Mozesz zastosowac trik polegajacy na tym ze zawsze kiedy jestes glodny jesz tylko i wylacznie jakis rodzaj pialka( ponad to co masz w diecie) np. pijesz szejka z odzywki bialkowej, albo zjadasz puszke tunczyka na wodzie. Wazne zeby sie zdecydowac i trzymac tej np puszki. Jesli musisz puszka ale nic innego. Jesli musisz to 10 puszek ale nic innego. Nawet jesli bedziesz w ten sposob odbiegal od kalorycznosci diety( jedna puszka to 135 kal) to prawdopodobnie tunczyk po pewnym czasie znudzi Ci sie na tyle, ze bedziesz siegal tylko w naprawde ciezkich sytuacjach. Mozna tez zastosowac taki oto trik myslowy. Zastepuje jedzenie( napad glodu) treningiem. Zrobie to dla siebie poniewaz jest to dla mnie dobre. Zamiast jedzenia zrobie pompek do oporu itp. Chwilowo pomaga np pol litra wody. Coz pozatym wazne jest nastawienie psychiczne. Powtazaj sobie ze uczucie glodu swiadczy o tym ze chudniesz, tak tez pomaga.

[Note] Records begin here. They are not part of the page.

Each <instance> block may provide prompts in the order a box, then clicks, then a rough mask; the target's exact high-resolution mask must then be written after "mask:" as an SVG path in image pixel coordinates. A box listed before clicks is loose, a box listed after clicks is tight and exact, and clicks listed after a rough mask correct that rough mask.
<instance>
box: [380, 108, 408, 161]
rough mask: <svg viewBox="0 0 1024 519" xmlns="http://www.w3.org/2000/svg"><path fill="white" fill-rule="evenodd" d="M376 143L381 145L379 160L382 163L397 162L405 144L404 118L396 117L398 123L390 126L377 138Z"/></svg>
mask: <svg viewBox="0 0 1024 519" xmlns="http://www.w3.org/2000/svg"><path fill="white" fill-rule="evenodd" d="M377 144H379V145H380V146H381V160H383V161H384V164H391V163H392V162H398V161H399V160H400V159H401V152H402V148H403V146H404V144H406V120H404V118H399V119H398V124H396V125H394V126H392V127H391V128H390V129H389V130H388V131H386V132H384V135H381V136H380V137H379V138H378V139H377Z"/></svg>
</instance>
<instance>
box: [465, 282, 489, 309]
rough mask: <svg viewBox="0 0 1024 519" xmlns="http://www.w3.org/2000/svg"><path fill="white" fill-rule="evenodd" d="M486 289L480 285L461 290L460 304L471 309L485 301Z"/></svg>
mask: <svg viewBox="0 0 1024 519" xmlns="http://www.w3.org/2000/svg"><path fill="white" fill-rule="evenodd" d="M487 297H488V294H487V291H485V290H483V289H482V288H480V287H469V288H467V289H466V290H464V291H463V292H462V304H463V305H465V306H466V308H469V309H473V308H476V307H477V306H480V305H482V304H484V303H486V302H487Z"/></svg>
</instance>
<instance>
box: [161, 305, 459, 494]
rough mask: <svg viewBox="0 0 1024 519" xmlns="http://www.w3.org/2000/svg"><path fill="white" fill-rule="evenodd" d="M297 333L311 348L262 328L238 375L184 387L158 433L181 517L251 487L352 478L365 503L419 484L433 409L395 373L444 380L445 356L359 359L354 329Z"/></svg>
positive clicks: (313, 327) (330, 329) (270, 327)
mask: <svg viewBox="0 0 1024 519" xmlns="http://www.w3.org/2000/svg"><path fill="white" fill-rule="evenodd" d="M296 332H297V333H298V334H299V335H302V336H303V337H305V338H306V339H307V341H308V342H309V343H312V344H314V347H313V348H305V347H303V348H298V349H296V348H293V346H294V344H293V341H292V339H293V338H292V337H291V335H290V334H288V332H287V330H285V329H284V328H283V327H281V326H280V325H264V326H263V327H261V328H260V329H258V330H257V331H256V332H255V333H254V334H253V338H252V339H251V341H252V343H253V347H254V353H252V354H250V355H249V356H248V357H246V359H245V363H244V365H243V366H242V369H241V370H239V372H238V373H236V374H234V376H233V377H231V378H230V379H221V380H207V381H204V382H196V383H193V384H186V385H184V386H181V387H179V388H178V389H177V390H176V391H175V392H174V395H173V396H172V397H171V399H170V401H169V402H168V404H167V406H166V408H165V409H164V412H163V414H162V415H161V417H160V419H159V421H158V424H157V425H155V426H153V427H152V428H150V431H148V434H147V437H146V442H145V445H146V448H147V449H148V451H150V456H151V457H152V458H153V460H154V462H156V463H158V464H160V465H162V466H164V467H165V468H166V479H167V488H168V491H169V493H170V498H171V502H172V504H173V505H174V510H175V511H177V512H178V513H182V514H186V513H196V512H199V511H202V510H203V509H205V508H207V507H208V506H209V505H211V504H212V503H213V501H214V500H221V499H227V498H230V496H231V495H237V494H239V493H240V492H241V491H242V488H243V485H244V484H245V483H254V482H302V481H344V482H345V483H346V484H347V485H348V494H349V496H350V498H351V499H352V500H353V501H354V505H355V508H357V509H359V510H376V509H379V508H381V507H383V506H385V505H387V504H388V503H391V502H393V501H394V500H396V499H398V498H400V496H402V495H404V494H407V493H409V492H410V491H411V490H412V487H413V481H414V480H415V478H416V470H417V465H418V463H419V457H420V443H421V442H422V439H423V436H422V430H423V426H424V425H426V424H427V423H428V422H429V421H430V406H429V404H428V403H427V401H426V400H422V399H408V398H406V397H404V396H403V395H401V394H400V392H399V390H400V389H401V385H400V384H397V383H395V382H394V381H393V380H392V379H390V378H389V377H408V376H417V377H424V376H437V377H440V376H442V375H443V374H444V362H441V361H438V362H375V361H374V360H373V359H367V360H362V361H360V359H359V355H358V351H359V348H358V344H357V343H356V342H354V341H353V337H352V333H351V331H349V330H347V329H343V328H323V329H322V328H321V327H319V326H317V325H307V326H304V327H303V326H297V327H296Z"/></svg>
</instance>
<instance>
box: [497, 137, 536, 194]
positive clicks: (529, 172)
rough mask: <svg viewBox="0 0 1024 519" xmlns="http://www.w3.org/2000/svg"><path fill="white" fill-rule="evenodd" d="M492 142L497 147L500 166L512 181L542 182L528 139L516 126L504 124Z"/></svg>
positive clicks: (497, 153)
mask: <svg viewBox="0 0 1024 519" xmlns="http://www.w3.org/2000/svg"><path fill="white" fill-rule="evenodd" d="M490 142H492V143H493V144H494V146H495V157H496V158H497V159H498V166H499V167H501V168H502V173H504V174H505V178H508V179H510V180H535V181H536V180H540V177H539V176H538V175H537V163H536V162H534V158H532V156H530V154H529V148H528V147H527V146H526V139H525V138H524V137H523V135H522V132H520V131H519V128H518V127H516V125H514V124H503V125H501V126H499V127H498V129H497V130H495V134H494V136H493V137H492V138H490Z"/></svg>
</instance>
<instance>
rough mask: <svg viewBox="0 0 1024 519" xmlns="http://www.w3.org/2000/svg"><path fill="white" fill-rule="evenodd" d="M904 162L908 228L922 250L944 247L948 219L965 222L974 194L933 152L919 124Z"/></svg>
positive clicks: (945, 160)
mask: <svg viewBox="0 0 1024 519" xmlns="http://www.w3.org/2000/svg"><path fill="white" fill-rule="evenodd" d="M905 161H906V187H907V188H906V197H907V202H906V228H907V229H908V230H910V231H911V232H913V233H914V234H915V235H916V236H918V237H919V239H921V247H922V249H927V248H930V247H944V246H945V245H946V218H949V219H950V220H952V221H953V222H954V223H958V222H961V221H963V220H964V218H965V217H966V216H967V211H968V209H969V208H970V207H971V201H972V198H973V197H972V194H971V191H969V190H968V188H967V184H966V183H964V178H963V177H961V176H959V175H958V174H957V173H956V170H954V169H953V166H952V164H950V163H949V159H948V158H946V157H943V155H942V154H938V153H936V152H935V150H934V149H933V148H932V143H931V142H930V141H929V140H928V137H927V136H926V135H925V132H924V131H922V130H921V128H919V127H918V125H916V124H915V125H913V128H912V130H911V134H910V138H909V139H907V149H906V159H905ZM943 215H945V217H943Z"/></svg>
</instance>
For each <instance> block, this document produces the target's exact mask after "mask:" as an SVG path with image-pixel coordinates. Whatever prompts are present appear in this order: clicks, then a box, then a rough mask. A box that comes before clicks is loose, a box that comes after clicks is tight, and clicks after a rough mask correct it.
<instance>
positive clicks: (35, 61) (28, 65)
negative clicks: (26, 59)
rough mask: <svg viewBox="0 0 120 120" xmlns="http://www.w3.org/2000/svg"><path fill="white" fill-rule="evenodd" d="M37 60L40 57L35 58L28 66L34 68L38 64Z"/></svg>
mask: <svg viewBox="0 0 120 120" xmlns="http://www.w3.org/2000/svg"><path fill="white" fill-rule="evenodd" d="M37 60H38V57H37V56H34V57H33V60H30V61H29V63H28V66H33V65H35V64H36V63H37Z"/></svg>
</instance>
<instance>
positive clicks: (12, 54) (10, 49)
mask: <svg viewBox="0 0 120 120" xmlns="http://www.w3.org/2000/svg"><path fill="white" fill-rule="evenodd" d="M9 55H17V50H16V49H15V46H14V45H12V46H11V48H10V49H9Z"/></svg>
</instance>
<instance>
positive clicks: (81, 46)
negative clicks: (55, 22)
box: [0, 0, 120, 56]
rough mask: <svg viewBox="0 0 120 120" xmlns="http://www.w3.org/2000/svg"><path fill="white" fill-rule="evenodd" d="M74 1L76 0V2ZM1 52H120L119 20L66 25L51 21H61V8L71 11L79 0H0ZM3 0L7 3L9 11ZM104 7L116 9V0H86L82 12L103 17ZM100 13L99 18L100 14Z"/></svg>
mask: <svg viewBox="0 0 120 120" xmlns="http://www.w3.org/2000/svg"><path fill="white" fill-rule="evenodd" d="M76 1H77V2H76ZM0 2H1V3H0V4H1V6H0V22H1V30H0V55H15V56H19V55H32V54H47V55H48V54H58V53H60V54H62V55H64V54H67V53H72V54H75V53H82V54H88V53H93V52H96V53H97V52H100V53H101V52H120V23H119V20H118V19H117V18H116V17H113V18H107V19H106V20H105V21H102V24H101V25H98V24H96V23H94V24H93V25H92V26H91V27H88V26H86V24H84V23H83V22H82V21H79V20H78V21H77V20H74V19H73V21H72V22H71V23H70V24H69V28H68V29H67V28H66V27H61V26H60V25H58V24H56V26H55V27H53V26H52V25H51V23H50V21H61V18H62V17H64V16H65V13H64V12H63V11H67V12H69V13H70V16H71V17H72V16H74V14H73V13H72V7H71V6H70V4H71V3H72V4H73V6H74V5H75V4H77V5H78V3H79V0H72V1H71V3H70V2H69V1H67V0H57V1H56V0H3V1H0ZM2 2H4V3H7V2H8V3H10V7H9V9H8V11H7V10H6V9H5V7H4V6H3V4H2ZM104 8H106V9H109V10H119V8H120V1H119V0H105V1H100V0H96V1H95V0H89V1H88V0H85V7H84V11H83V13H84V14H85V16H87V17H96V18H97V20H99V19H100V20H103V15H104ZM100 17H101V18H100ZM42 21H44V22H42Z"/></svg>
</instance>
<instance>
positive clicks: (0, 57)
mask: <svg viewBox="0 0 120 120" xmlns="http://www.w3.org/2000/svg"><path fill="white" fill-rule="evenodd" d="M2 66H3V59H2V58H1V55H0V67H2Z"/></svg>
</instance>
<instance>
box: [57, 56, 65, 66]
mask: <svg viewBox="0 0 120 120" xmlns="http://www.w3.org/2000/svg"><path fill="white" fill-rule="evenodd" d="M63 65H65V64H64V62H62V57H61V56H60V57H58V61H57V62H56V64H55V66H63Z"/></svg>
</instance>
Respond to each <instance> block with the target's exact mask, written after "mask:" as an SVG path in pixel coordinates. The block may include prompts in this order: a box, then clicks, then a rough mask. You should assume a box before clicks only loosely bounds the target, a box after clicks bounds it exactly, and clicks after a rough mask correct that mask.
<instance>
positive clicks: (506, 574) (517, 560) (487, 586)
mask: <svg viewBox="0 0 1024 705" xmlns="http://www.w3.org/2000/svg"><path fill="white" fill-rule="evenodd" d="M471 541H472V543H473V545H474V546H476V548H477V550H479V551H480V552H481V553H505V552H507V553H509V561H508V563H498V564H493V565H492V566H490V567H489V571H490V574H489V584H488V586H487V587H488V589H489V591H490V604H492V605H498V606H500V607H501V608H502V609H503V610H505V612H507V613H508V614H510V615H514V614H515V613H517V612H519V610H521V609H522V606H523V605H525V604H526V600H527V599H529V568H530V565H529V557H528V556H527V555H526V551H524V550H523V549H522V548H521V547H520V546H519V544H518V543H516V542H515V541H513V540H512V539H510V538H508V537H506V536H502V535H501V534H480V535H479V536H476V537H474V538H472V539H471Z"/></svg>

Orbitrek zapewne moze byc nawet lepszy niz rower, jesli masz oczywiscie cwicz, tylko w dobrym tempie of koz. Osobiscie nigdy nie mialem przyjemnosci na czyms takim sie pobujac, ale wyglada na inteligentne rozwiazanie:)
Zdaje sie ze nasz mistrz strongmenow. M. Pudzianowski Cwiczy na orbitreku:).